In my experience, the best solution to isolation is reaching out. Check in regularly with your committee members either by phone or video call. Build a wide support network of both mentors and peers. Participate in “Zoom happy hours” with your grad student peers (or organize one yourself if none exist). Is there a professor you met at a conference last year and have been meaning to email? An old friend with whom you’d like to catch up? Now’s a good time.
Stress and Frustration
Graduate school has a reputation for generating stress. As you write your dissertation, you may work with archives that have limited opening hours, send countless emails into the void trying to prompt a response from your absentee adviser, struggle to balance teaching with research and writing, suddenly need to learn a new language or skill, or simply feel a sense of despair in the face of looming deadlines
There is no one-size-fits-all solution to the array of stressors and frustrations that arise during the dissertating process. Again, cultivating a broad support network can help you through the inevitable hard times. Ask for advice on navigating that confusing archive or untangling a complicated chapter.
Many students find it helpful to try meditation or DBT techniques, maintain healthy sleep and exercise habits, and learn other wellness skills; the Happiness Lab podcast, for instance, is dedicated to explaining up-to-date scientific research on happiness, with the practical goal of living a happier life.
If you are really struggling during graduate school, make an appointment with a trained mental health professional. University health services should be able to assist you in finding an appropriate therapist.
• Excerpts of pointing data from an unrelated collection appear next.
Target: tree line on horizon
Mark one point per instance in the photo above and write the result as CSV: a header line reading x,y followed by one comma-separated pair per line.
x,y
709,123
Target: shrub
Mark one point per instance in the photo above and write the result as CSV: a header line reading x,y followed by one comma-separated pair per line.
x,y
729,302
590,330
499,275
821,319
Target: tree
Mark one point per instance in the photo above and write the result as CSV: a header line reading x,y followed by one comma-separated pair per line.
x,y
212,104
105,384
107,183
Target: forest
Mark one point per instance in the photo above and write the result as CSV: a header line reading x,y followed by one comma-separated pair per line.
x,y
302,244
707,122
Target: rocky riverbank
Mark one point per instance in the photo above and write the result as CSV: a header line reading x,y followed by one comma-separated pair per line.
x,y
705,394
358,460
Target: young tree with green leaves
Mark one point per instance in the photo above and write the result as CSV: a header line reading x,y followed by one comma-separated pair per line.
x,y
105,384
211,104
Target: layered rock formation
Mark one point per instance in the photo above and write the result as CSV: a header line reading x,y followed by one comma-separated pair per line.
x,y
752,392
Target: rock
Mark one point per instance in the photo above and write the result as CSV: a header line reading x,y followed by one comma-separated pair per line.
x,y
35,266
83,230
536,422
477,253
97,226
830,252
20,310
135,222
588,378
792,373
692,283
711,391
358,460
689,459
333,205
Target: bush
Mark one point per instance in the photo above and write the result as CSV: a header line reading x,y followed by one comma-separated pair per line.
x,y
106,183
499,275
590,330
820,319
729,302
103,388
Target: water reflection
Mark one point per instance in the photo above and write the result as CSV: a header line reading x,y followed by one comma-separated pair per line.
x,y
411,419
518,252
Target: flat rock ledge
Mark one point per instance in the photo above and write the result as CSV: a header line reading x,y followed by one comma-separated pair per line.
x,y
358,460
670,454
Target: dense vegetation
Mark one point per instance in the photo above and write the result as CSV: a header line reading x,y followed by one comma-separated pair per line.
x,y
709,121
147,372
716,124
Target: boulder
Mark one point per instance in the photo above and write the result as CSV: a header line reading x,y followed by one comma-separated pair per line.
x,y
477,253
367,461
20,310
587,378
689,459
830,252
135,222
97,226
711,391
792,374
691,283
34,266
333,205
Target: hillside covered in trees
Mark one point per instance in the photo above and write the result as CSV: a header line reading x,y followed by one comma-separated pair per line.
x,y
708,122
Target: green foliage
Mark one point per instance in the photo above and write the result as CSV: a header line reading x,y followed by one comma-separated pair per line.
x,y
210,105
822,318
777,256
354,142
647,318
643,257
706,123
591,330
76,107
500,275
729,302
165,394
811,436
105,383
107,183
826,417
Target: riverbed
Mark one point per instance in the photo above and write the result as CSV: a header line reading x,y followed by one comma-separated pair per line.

Should you split that huge dissertation chapter into three separate chapters? Should you submit an article to Specialist Journal X or Prestigious Journal Y? How do you know when you’re ready to defend? Writing a dissertation involves a series of choices; it’s a long and winding road full of forks, and each choice you make just leads to more choices.
Graduate students often enjoy considerable independence when it comes to choosing a topic, shaping their research trajectory, and making career decisions. But that independence is daunting. How do you know you’re making the right decision? Is there even a “right” decision?
The short answer is: Yes and no. There is no one path that is the best, and there’s no way to know ahead of time how everything will turn out. But there are ways to strategize for success and make decisions that lead to outcomes you want.
Discipline and Determination
When you’re early in the dissertation process—and quite possibly wondering what on earth you want to spend the next several years researching—it’s all too easy to lose motivation. Mid-dissertation, as you encounter obstacles and frustrations, motivation might continue to be elusive. Motivation, after all, is fickle; discipline, however, keeps you moving forward even if you don’t really feel like it.
No dissertation gets written without, well, writing. So make a plan to get that writing done. Put it on your calendar, make it official, and ask your friends to hold you accountable. Whether you manage 1000 words per day or 100, every word counts. Sometimes you’ll spend your designated writing time staring at a blank page, glaring at that one ugly sentence, or wondering where to fit in a particular section. That’s okay. The process of writing is also a process of thinking. As you outline, write, edit, reorganize, delete, and rewrite, you figure out what you truly want to say.
And once you’ve experienced a flash of inspiration, you naturally want to see your big idea through to completion. Figuring out what truly interests you about your field leads to a sense of determination. That combination of discipline and determination will get your dissertation done.